Does 2 in 1 paint and primer work? About as well as 2-in-1 shampoo and conditioner
You know those all-in-one shampoos and conditioners that promise to be a body wash, hand soap, and hair tonic? The ones you see in health clubs and gym locker rooms that promise to leave you feeling clean and soft? Those 2-in-1 or even the 3-in-1s don’t work well because the ingredients are really working against each other. Shampoo is designed to remove excess oil from your hair. Conditioner puts it back in. A good body wash will remove some oils but leave natural ones. It doesn’t take a cosmetologist to know all these things are at odds in the same bottle. The kinds of engineering required to literally mix oil and water can’t be as good as the individual components on their own.
The same goes for 2-in-1 self-priming paint, the stuff that promises to adhere to anything in fewer coats all while making you breakfast and lowering your car insurance rates at the same time. It just can’t do all that, at least not well.
A separate primer gives you a better paint job when you need it
Like 2-in-1 shampoo+conditioners using chemicals you’d likely never experience in dedicated products, there’s a dirty secret to the paint and primer in one you buy at the hardware store: self-priming paint doesn’t contain much or any primer. It’s just thicker paint with more solids. These products are designed to glom onto a wall or surface with more visible paint. It’s designed to look good as a paint.
That’s not inherently bad. Apartment buildings and facilities with constantly re-painted walls (like a daycare facility where crayon marks are part of life, for example) can use these products and get by just fine. Paint and primer all-in-one also:
- Saves energy applying multiple coats, which can reduce costs in labor applying extra coats
- Are working in little-trafficked rooms, corridors, or in a house where you expect to repaint again sometime in the next 1-3 years (like if you’re expecting a baby)
The use case for all-in-one paint and primer is mostly anytime you’re painting one color of latex paint over a similar color and when you can assume or trust the wall was originally primed.
Pro tip: if you put a delicate adhesive like Scotch tape on a wall and the paint comes off when you remove it after a short while, that’s a sign your walls were not primed and just painted directly on the drywall.

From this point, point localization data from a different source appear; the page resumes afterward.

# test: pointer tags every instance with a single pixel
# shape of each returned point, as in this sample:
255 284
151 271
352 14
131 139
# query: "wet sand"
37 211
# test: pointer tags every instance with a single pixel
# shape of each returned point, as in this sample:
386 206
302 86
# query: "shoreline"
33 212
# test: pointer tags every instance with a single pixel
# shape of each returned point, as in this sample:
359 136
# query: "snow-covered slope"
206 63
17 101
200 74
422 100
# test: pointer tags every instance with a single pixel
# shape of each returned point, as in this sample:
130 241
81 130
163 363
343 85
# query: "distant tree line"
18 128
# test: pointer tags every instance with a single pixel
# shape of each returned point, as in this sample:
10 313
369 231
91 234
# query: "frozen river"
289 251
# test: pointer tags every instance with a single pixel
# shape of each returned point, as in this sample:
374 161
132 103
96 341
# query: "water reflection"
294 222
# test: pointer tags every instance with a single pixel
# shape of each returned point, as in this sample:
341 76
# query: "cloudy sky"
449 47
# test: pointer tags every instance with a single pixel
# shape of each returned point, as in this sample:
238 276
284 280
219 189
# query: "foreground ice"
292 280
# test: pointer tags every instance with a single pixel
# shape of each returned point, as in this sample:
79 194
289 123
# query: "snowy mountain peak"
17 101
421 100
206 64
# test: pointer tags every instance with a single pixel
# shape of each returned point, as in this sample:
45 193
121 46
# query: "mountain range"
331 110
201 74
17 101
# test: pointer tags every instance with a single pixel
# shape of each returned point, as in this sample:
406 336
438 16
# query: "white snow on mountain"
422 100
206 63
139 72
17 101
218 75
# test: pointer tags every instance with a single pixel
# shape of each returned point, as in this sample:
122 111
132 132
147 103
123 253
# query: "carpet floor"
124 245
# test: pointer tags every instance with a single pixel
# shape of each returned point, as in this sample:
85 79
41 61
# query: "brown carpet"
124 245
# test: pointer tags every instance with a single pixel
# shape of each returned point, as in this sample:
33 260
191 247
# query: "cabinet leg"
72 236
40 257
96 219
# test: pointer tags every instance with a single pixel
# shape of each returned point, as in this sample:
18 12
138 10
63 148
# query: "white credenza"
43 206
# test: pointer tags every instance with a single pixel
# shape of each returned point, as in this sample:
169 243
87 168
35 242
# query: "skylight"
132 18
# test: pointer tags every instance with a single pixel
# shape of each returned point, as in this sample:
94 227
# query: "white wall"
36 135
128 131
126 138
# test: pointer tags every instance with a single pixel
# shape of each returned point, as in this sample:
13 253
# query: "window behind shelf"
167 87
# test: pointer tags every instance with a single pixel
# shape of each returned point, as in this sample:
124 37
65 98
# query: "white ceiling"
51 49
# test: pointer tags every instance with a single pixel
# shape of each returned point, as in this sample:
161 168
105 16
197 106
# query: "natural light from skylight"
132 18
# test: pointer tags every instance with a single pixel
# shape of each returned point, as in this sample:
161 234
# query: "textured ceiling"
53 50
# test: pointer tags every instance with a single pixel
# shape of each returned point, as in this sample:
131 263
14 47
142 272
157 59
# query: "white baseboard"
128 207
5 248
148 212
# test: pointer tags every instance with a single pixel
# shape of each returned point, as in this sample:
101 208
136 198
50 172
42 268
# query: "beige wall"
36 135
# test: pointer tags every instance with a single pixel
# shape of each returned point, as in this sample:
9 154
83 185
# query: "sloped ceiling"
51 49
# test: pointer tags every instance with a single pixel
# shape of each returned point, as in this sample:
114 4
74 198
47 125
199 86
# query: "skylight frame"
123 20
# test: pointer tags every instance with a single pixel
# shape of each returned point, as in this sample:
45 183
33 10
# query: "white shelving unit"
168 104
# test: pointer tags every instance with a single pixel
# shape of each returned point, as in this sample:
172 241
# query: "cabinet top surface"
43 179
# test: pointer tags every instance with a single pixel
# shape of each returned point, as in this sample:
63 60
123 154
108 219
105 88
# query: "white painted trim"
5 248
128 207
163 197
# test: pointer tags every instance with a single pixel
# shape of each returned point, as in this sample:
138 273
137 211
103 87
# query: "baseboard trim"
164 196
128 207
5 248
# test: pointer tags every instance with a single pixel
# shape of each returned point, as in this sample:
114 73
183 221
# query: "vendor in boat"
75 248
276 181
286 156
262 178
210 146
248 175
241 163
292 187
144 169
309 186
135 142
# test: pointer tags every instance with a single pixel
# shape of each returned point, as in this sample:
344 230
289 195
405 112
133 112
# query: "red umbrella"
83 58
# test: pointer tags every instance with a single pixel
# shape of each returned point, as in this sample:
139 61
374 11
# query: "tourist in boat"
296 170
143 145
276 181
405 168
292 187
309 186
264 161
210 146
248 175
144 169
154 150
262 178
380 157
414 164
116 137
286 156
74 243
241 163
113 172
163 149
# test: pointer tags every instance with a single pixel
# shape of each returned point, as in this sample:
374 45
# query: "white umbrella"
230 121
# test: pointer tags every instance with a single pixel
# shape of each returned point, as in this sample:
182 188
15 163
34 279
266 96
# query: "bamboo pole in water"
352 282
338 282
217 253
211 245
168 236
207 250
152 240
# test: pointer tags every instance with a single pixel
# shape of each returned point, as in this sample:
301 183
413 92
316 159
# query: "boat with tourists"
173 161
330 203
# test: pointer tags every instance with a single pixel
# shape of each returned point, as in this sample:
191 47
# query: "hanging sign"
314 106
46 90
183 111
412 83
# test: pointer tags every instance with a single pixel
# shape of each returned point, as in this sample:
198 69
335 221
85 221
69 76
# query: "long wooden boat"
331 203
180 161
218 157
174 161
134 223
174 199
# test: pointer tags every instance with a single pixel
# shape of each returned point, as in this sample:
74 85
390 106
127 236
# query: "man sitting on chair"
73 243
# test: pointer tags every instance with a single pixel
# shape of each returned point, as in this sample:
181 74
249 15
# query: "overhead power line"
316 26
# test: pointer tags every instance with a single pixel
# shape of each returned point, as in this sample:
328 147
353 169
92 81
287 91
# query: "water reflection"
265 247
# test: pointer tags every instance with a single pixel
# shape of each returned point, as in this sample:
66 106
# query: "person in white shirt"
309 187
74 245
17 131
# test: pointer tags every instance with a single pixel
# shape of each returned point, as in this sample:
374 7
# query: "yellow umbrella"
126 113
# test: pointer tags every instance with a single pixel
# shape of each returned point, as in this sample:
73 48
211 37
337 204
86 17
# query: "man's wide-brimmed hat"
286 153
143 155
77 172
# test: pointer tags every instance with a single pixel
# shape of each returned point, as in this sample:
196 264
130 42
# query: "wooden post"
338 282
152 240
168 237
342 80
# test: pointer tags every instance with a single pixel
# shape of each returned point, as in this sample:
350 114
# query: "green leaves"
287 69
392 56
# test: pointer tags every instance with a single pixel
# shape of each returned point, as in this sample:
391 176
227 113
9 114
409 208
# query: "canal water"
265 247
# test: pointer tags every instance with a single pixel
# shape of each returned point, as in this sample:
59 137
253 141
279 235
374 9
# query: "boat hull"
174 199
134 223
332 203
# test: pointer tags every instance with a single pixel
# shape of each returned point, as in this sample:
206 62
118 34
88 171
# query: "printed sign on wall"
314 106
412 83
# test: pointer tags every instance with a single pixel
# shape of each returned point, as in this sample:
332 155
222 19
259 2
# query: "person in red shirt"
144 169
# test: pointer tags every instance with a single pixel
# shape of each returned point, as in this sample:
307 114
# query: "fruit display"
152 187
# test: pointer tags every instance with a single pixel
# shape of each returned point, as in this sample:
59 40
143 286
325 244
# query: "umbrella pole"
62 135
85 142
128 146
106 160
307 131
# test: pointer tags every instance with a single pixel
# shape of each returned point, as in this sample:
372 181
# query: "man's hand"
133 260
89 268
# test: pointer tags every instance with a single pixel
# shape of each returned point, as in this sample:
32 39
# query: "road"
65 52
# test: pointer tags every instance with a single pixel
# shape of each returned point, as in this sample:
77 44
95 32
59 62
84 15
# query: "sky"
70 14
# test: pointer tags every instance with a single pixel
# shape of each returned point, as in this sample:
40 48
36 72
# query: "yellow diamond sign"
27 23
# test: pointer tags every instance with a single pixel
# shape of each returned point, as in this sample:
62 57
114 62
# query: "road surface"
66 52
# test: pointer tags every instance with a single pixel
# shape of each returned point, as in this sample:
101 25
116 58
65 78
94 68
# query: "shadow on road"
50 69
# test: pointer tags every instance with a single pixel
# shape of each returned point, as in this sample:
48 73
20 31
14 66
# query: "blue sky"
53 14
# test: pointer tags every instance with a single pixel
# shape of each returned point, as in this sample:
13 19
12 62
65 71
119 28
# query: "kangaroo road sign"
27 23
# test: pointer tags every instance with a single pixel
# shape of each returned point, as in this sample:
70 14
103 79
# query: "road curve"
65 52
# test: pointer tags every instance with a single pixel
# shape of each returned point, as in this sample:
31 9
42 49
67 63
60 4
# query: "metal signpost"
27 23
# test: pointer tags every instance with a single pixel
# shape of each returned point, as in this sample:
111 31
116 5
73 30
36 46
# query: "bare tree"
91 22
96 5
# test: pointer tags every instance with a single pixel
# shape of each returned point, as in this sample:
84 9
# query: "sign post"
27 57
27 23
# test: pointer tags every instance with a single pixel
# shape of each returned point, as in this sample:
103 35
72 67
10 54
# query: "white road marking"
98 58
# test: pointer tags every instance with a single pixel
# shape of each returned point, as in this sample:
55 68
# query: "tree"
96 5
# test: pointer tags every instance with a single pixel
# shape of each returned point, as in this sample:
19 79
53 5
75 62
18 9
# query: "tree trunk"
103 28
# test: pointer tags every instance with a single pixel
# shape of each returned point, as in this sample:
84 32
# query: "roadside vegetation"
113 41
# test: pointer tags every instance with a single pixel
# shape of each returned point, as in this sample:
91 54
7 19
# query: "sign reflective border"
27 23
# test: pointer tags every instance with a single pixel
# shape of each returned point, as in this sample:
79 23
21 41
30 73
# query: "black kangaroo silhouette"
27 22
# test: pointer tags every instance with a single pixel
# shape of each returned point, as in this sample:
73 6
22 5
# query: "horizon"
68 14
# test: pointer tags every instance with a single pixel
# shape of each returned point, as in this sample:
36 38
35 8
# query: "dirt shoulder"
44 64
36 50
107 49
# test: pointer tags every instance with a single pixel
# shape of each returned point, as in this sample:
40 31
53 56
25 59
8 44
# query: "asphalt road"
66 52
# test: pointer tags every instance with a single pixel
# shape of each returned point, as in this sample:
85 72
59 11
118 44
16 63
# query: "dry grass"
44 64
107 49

Notes on tinted primer and when you must use a good bonding primer
You should always use a dedicated primer and high-quality, original paint when:
- Painting a porous surface like concrete or brick
- Top coating new drywall
- You’re trying to cover up cigarette smoke stains, water stains (be careful with mold issues), or a previously painted wall where the previous color is dramatically different in color
- Painting wood surfaces
- Working on exterior surfaces exposed to rain, the sun, or other elements
- Painting a floor, porch, patio, or metal surface
- Painting over an oil-paint job with modern latex paint
Primers help seal and close porous surface materials. You might save money in the short term buying the paint and primer in one, but you’re wasting time later as these wear easier on high-traffic areas or in places where the priming step was effectively “skipped”.

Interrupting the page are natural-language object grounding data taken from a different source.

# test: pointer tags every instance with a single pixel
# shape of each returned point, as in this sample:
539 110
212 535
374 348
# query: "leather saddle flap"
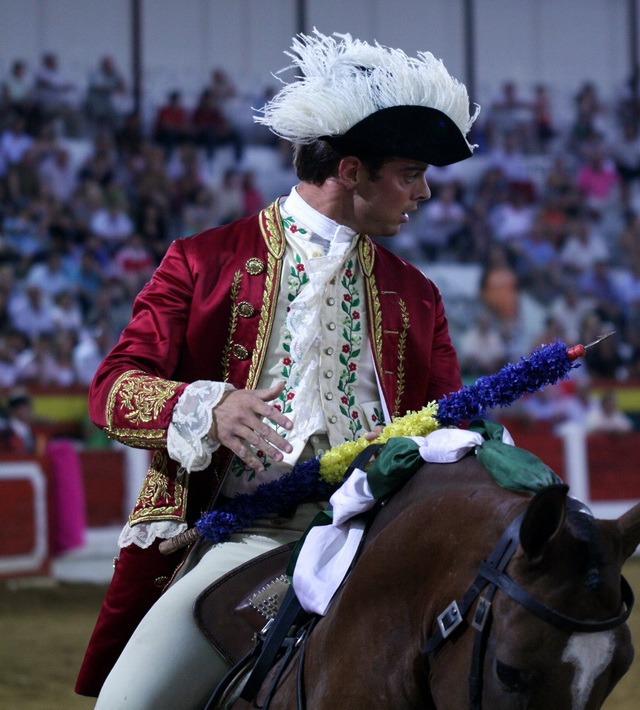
231 610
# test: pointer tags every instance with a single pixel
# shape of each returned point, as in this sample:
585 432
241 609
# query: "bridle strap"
492 575
454 614
556 618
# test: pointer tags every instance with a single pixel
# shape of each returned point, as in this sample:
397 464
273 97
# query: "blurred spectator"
599 284
509 114
14 143
106 86
482 350
112 222
200 213
606 416
229 197
52 276
59 174
571 308
93 345
510 158
626 156
56 95
212 128
133 263
584 246
31 312
597 178
253 198
17 89
499 286
66 313
544 130
441 225
514 218
589 122
37 363
172 123
20 412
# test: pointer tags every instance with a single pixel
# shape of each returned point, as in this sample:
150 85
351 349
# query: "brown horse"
382 645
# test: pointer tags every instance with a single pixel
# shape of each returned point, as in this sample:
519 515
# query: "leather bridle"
491 577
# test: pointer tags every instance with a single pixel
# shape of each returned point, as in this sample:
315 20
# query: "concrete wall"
558 42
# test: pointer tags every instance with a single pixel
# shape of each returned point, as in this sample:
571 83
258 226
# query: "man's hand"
237 422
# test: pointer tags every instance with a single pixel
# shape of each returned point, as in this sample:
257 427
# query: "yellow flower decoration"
334 462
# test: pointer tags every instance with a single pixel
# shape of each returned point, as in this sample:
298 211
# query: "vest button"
254 266
245 309
240 352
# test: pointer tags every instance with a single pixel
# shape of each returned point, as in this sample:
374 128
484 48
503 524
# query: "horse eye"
514 680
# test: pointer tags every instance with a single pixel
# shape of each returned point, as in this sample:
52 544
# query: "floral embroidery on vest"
351 332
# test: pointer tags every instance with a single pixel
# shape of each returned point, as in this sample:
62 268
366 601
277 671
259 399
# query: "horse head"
471 596
568 647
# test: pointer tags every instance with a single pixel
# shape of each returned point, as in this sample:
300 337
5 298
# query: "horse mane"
589 551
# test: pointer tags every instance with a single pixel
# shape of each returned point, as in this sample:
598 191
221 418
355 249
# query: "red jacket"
208 313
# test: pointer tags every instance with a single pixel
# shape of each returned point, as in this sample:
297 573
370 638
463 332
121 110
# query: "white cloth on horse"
328 550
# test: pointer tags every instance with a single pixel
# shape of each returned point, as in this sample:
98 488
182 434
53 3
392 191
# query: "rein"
492 576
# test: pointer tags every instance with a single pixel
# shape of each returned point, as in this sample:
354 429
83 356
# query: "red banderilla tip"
573 353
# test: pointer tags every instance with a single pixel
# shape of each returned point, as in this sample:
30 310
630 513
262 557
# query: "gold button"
240 351
254 266
245 309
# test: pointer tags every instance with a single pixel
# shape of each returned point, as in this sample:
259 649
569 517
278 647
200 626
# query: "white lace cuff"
144 534
188 442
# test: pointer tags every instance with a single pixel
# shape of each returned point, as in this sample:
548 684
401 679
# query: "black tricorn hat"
371 99
414 132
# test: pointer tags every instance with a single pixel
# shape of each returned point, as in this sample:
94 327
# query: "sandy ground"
44 630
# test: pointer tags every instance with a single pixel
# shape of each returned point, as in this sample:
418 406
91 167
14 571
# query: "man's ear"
350 171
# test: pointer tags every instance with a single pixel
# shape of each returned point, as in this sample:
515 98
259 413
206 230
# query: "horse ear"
543 519
629 527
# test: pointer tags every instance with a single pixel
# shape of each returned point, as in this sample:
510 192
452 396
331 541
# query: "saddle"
235 608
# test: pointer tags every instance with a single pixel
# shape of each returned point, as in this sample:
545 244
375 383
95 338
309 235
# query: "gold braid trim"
161 498
142 398
273 234
402 347
235 289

Priming separately with separate products designed to do one job and do it well will save time and money in the long run.
You may also want to consider tinted primer with certain vibrant paint colors. This specialty primer is designed to help some colors lay on a surface more vividly. For instance, red, orange, and other warm colors are more transparent than cooler colors. This is a result of the engineering in the paint and the wavelength warm colors operate at in the visible spectrum to our eyes.
Using a gray-tinted primer can help some colors appear more vivid since the paint will eventually seep into the primer, and red-on-white looks pinker than red-on-gray. This means you’ll likely only need two coats instead of 3 on the wall, too.
A high-quality paint job is a sign of craftsmanship we take seriously
Paints come in a lot of options, but like your hair stylist who probably never uses the all-in-one shampoo and conditioners in their hair because they know better, professional painters never use all-in-one paint and primer on a personal project in their home.
Though there are times when a 2-in-1 paint and primer can work, like indoors and in places where you’re likely going to repaint again anyway (like in a rental), homeowners who want a long-lasting paint job and those working with outdoor, exposed, or raw surfaces should use a separate primer and regular paint that matches the sheen they need for the job.
Treat your walls like you treat your hair and your body: with some respect, care, and attention to detail. All of us here at Woodiwiss Painting won’t wash your hair, but we will ensure every step of the painting process at your home is done with craftsmanship and high-quality paint designed to give you as much as 7-10 years of durable, high-quality color.